Cache Performance Example

Assume an instruction cache miss rate for a program is 2% and a data cache miss rate is 4%. If a processor has a CPI of 2 without any memory stalls and the miss penalty is 100 cycles for all misses, determine how much faster a processor would run with a perfect cache that never missed.

solution:

Let I =instruction count

Instruction miss cycles = I X 2% X 100 = 2.00 X I

Data miss cycles = I x 36% x 4% x 100 = 1.44 X I

The total number of memory stall cycles is 2.00 I + 1.44 I =3.44 I. This is more than 3 cycles of memory stall per instruction. Accordingly, the CPI with memory stalls is 2 + 3.44 =5.44. Since there is no change in instruction count or clock rate, the ratio of the CPU execution times is

(CPU time with stalls / CPU time with perfect cache = ( I X CPIstall X Clock cycle / I X CPIperfect X Clock cycle)

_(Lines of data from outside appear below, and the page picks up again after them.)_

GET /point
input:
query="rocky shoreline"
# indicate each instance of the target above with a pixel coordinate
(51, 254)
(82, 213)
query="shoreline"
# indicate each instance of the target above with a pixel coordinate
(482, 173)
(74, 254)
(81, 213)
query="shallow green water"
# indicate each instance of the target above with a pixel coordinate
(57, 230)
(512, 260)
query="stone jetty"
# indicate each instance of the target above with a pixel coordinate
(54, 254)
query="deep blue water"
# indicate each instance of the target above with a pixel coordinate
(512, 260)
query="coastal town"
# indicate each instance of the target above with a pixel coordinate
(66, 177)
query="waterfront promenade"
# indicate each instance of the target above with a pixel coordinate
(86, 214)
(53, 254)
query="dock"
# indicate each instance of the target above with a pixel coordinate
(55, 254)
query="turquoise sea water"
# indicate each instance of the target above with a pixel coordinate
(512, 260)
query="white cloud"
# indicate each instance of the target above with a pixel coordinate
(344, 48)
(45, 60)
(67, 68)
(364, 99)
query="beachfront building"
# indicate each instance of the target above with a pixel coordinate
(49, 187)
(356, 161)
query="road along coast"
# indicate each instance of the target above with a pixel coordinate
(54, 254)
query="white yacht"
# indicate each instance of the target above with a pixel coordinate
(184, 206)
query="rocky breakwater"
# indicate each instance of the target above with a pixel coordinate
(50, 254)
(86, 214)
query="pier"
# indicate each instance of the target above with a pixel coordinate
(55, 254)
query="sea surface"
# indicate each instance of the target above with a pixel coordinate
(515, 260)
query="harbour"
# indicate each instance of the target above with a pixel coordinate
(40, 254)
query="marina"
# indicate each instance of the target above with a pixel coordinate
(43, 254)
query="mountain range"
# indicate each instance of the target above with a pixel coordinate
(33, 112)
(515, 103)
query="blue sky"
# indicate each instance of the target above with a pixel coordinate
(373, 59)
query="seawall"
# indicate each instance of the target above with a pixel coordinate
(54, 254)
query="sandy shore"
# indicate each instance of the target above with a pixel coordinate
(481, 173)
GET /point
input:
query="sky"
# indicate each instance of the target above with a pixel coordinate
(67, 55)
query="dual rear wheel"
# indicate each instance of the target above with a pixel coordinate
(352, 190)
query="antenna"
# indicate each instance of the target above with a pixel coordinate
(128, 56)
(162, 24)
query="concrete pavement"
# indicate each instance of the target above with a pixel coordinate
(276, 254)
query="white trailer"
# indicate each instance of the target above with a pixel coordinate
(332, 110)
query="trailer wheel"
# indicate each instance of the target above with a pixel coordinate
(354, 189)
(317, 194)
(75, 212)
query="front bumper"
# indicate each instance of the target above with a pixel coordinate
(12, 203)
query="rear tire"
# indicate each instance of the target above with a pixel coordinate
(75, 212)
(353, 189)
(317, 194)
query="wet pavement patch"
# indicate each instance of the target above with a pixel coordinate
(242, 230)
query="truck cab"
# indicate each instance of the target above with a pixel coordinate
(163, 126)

CPIstall / CPIperfect = 5.44/2

= 2.72

The performance with the perfect cache is better by 2.72

Performance summary

i. When CPU performance increase, miss penalty becomes more significant.

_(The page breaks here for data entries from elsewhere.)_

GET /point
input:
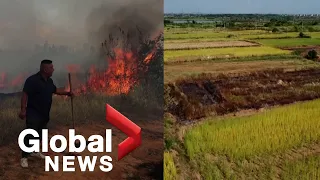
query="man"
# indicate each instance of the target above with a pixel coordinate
(36, 103)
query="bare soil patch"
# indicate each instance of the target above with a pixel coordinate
(196, 98)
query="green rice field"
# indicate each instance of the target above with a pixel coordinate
(173, 55)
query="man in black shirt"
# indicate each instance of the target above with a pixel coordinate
(36, 103)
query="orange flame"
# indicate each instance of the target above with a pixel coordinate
(119, 78)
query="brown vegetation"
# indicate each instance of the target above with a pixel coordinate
(200, 96)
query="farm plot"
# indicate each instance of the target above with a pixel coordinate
(222, 94)
(172, 71)
(205, 54)
(202, 45)
(279, 143)
(295, 42)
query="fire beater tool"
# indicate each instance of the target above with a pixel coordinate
(77, 143)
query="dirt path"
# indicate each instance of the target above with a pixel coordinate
(146, 162)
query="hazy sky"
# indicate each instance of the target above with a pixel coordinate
(243, 6)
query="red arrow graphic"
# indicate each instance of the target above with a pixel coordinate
(128, 127)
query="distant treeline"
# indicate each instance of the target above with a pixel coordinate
(234, 21)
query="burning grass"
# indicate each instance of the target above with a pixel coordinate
(206, 95)
(205, 54)
(88, 109)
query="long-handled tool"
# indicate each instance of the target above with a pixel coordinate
(70, 85)
(77, 143)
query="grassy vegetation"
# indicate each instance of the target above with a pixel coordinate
(306, 168)
(88, 109)
(280, 143)
(191, 34)
(240, 65)
(170, 171)
(244, 137)
(214, 44)
(290, 42)
(257, 143)
(221, 52)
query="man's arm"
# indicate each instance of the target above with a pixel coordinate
(63, 92)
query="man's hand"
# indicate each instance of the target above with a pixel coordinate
(22, 114)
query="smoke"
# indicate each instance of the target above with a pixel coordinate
(25, 25)
(132, 17)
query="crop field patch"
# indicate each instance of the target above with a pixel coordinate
(251, 91)
(214, 44)
(294, 42)
(212, 53)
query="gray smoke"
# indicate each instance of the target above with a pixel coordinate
(72, 26)
(132, 17)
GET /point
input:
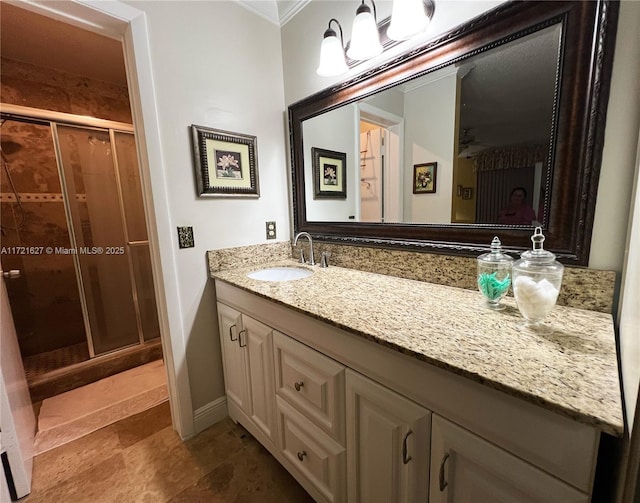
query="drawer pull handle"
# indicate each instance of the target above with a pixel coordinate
(442, 481)
(405, 458)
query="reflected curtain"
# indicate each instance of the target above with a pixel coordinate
(494, 189)
(501, 170)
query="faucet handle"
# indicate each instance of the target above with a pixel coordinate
(324, 260)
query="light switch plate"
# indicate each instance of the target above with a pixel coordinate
(271, 230)
(185, 237)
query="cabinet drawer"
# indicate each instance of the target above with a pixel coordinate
(311, 452)
(312, 383)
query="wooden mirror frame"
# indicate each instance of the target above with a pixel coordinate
(582, 93)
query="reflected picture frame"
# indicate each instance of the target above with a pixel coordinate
(424, 177)
(225, 163)
(329, 174)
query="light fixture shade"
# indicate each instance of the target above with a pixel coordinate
(408, 18)
(365, 39)
(332, 60)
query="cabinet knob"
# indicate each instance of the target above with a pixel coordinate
(405, 458)
(442, 482)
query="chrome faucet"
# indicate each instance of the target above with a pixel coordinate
(308, 236)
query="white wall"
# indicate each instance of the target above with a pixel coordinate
(621, 136)
(302, 35)
(430, 141)
(209, 68)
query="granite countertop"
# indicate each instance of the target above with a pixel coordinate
(572, 371)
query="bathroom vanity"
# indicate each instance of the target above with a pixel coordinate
(371, 388)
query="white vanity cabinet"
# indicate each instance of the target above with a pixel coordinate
(387, 444)
(465, 467)
(247, 347)
(355, 421)
(310, 405)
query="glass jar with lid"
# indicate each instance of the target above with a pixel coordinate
(537, 277)
(494, 275)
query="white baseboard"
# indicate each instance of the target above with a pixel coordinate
(209, 414)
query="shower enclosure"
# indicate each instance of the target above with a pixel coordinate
(73, 225)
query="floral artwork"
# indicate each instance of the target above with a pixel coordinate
(225, 162)
(228, 164)
(424, 178)
(329, 174)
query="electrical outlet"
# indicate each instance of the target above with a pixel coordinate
(271, 230)
(185, 237)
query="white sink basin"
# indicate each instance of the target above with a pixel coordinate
(280, 274)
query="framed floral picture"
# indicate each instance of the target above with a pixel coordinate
(225, 163)
(329, 173)
(424, 178)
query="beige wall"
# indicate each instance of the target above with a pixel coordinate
(218, 65)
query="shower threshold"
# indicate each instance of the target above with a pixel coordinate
(48, 383)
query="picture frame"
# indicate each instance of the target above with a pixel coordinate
(225, 163)
(329, 174)
(424, 178)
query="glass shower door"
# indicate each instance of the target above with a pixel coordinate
(99, 243)
(136, 231)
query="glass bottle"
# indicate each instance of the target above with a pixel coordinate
(537, 277)
(494, 275)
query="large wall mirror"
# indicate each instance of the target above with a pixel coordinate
(492, 129)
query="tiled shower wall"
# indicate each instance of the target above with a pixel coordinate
(45, 300)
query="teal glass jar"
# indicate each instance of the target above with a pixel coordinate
(494, 275)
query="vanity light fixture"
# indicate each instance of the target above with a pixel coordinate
(409, 18)
(369, 39)
(365, 38)
(332, 57)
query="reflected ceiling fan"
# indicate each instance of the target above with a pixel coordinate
(467, 145)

ii. Decreasing base CPI will make the proportion of time spent on memory stalls more greater.

iii. Increasing clock rate, memory stalls account for more CPU cycles.

iv. Cache behavior cannot be neglected when evaluating system performance.

Associative Caches

Fully associative

1. A block in memory may be associated with any entry in the cache.

2. To find a given block in a fully associative cache, all the entries in the cache must be searched because a block can be placed in any one.

3. To make the search practical, it is done in parallel with a comparator associated with each cache entry. These comparators significantly increase the hardware cost, effectively making fully associative placement practical only for caches with small numbers of blocks.

n-way set associative

1. Consists of a number of sets, each of which consists of n blocks.

2. Each block in the memory maps to a unique set in the cache given by the index field, and a block can be placed in any element of that set.

3. Remember that in a direct-mapped cache, the position of a memory block is given by :

(Block number) modulo (Number of cache blocks)

4. In a set-associative cache, the set containing a memory block is given by :

(Block number) modulo (Number of sets in the cache)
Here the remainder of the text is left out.